The blood levels of elements have been significantly associated with liver function parameters [78,79]. Our present study observed an association between certain elements and liver function biomarkers. We found a moderate, statistically significant positive correlation between K and AST (r = 0.4529), and between Sb and ALT (r = 0.5241) in women with obesity. Furthermore, Pb showed a positive association with the liver enzyme GGT (r = 0.6263) in women with overweight. Our findings highlight the necessity of addressing obesity to reduce the risk of liver injury.
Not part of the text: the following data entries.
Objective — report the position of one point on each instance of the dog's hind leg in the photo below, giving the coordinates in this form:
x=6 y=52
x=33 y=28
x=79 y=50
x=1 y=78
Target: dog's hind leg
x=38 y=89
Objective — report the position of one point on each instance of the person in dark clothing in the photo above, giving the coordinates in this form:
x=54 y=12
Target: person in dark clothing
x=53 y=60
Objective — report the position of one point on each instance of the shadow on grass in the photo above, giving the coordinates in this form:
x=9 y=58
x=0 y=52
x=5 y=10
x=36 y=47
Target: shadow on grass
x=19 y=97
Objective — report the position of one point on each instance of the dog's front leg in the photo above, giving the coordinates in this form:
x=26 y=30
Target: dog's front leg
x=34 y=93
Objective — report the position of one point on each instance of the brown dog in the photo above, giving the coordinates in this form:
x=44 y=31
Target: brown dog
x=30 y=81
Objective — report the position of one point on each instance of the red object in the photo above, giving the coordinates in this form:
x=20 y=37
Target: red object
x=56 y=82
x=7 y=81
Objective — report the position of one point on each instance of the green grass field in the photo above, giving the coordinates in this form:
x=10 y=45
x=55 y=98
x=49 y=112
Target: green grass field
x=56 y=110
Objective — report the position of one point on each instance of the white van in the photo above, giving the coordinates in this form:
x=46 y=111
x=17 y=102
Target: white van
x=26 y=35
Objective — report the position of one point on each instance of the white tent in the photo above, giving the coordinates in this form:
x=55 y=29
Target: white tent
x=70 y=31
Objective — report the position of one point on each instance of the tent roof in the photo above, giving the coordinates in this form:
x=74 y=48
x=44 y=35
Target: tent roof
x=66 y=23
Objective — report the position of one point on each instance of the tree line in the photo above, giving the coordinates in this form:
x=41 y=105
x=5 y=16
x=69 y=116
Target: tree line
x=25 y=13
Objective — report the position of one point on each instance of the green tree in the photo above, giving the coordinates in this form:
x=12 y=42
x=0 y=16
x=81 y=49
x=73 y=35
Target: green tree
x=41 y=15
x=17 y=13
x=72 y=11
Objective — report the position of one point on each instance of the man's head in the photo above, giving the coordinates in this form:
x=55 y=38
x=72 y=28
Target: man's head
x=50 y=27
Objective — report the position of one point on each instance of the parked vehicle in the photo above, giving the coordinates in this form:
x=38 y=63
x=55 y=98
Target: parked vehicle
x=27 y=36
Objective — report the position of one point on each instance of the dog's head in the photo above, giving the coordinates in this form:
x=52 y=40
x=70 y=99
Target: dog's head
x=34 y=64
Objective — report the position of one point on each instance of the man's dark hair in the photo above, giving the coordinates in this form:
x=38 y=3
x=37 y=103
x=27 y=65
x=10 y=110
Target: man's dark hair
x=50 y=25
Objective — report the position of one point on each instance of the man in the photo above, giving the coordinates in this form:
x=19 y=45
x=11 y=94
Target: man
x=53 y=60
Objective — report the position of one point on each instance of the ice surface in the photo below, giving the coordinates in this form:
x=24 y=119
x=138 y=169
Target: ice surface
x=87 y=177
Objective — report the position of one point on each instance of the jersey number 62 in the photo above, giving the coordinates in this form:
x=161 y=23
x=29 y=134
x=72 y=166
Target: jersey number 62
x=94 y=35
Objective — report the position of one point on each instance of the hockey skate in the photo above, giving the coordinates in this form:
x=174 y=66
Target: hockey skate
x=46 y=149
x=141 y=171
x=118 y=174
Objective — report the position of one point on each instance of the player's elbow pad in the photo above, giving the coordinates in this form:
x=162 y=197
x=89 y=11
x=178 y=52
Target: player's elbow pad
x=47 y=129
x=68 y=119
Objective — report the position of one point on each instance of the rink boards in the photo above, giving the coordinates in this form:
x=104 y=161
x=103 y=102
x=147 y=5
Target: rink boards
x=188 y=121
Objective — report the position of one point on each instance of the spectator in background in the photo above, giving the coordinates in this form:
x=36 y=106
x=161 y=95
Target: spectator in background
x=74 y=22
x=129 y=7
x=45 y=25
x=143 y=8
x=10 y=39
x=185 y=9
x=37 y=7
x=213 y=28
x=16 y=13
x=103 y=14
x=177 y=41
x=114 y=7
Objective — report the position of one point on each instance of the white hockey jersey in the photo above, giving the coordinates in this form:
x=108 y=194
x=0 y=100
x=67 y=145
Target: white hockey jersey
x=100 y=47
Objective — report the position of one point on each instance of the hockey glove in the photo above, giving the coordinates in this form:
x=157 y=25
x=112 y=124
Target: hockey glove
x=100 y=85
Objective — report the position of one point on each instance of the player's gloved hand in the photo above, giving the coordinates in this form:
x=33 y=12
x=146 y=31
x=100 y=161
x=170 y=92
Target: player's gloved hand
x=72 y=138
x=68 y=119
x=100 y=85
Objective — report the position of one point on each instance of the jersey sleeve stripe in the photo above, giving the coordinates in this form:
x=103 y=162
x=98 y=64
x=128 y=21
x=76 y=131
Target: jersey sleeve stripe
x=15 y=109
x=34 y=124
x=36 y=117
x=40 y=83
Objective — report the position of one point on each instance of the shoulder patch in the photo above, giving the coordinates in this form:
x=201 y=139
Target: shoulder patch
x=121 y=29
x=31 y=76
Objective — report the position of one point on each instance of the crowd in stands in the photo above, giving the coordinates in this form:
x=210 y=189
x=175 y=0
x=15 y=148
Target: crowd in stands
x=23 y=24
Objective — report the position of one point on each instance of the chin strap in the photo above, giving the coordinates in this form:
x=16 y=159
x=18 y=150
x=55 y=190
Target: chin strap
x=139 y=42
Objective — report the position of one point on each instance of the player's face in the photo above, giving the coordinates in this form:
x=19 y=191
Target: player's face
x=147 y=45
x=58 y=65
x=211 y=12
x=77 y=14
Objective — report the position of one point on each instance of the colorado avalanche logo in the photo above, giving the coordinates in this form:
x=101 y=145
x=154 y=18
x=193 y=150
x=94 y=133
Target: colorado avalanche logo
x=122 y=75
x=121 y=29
Li et al. [80] concluded that Pb, Cd, and Hg had inverse associations with the risk of peripheral or abdominal obesity. Similarly, a study by Rothenberg et al. [81] reported that blood Hg levels were also inversely related to BMI in adults. In our present study, serum Hg concentrations were 0.06 ± 0.02 ng/µL in women with overweight and 0.07 ± 0.03 ng/µL in women with obesity, using the CV-AAS method. Our findings did not reveal associations between Hg and biochemical parameters, or oxidative status markers linked with excess body weight. However, we noted a moderate positive correlation between Hg and Na (r = 0.5036; p < 0.05) in women with overweight. In the group of women with obesity, we detected a negative correlation analysis between Hg and K (r = −0.4605; p < 0.05). Women are more vulnerable to toxic elements compared to men due to differences in redox homeostasis processes, hormonal influences, and immunological responses between the sexes [82,83]. Furthermore, older individuals may have higher concentrations of these toxic elements compared to younger populations, a consequence of their accumulative effect on tissues and organs [84].

5. Conclusions

The determination of risk elements in blood matrices is an essential tool that provides information related to a variety of health outcomes. Our findings underscore the importance of addressing excess body weight and obesity in relation to essential, potentially toxic, and toxic elements. The present study revealed associations between serum concentrations of macro- and microelements and biochemistry markers in postmenopausal women with overweight/obesity. Notably, individuals who have obesity, as indicated by a higher BMI, percentage of body fat, and visceral fat area, had elevated serum levels of Ca, Mg, Fe, Al, Sr, Pb, and Hg. Sodium was the most frequently detected macroelement in both groups. Concentrations of Al, Cu, K, Sb, Zn, and Pb affected biochemical and liver function markers at multiple levels. Our results showed that Cu and Al were associated with increased serum total cholesterol. Furthermore, the correlation analysis between TAS and Cu, Al, and Ni confirmed associations in women with overweight/obesity. Our findings did not reveal associations between Hg and biochemical parameters or oxidative status markers. Additional prospective research could be valuable in understanding the consequences of element accumulation and biomarker changes, as well as in identifying potential targets for the treatment or prevention of comorbidities in people with obesity.